WHO RUN LA :: Synth-Pop Musician Nite Jewel on Her New Album 'Liquid Cool'

“Music is the thing that keeps my whole world together,” Nite Jewel’s Ramona Gonzalez tells me over smoothies last week. “It makes me feel good. It makes me feel like life is worth being a part of.”

When I arrive at Café Gratitude on Larchmont to discuss Ramona’s upcoming album that drops tomorrow, June 10, Liquid Coolher first project as Nite Jewel since 2012—she’s already at the bar examining a menu. She’s petite, with short black hair, wearing a floral shirt and sunglasses. “Sorry, I’m not going to take my sunglasses off,” Ramona announces after our initial greetings, “because I didn’t get any sleep last night.” She explains that she’s stressed about working on the music video for “Kiss The Screen,” my favorite song on the upcoming album. “I’m fighting with the director,” she expounds. “He likes shots that look good—but I don’t look good.”

By the time I’m finished nodding, Ramona has jumped on to another topic. She speaks quickly and articulately, showcasing her Ivy League education (Ramona briefly attended Columbia’s Barnard College before dropping out and moving to LA), and with a punchy vigor surprising for someone so small.

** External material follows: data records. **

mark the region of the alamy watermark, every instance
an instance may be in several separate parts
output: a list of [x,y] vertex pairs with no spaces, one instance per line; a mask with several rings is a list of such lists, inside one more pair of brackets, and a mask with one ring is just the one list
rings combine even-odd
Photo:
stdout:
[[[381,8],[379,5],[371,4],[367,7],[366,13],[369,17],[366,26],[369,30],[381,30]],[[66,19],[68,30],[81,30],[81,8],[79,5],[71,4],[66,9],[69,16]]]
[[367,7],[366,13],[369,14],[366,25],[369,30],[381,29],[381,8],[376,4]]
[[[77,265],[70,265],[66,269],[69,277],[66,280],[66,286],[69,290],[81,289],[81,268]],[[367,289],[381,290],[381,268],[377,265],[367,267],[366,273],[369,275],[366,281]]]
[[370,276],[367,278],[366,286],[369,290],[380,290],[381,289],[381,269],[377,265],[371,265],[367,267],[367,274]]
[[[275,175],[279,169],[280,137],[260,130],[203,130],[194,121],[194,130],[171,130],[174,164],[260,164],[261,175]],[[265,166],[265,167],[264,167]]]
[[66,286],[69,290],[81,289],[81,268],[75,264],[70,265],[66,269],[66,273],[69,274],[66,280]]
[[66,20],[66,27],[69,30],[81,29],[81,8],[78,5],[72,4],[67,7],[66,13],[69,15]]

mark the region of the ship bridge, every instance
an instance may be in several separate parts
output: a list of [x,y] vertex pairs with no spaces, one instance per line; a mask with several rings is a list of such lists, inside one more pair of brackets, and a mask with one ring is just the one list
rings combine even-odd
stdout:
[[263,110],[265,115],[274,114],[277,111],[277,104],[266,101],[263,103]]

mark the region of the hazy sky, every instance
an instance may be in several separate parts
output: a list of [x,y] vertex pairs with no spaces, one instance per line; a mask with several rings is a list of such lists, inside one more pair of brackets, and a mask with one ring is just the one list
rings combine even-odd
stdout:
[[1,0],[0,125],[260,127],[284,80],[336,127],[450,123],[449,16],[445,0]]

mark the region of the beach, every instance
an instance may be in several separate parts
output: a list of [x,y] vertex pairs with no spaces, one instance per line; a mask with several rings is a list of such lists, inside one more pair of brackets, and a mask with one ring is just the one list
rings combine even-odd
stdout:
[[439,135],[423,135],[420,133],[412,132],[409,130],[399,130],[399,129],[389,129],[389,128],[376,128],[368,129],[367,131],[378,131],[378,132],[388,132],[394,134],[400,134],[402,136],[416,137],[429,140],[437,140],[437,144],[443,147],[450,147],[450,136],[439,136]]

I soon learn that Nite Jewel’s four year hiatus is due to tension with her former label Secretly Canadian (to which The War on Drugs, Major Lazer, and Anohni are signed). She was sending them loads of music (Ramona wrote three entire albums that are currently on the backburner), but the label was adamant about big production and seemed to have reservations that the music wasn’t sufficiently poppy. “They were critiquing me before I had time to find my footing,” she tells me. Beyond being a “toxic process,” Ramona wasn’t reaping financial rewards, and she finally decided it was time to leave.

Music video for “Kiss the Screen” off Nite Jewel’s new album Liquid Cool.

Ramona compares her experience with Secretly Canadian with her stint in the Ivy League: “It’s easy to get trapped into thinking: this is an Ivy League so I will get something good out of it.” But after Ramona left Barnard and transferred to Occidental, she realized that she didn’t need the status and prestige associated with Columbia to get a good education. Ramona feels similarly about Secretly Canadian: “If you’re a smart human being, you don’t need the hand of 25 bros to assist you.”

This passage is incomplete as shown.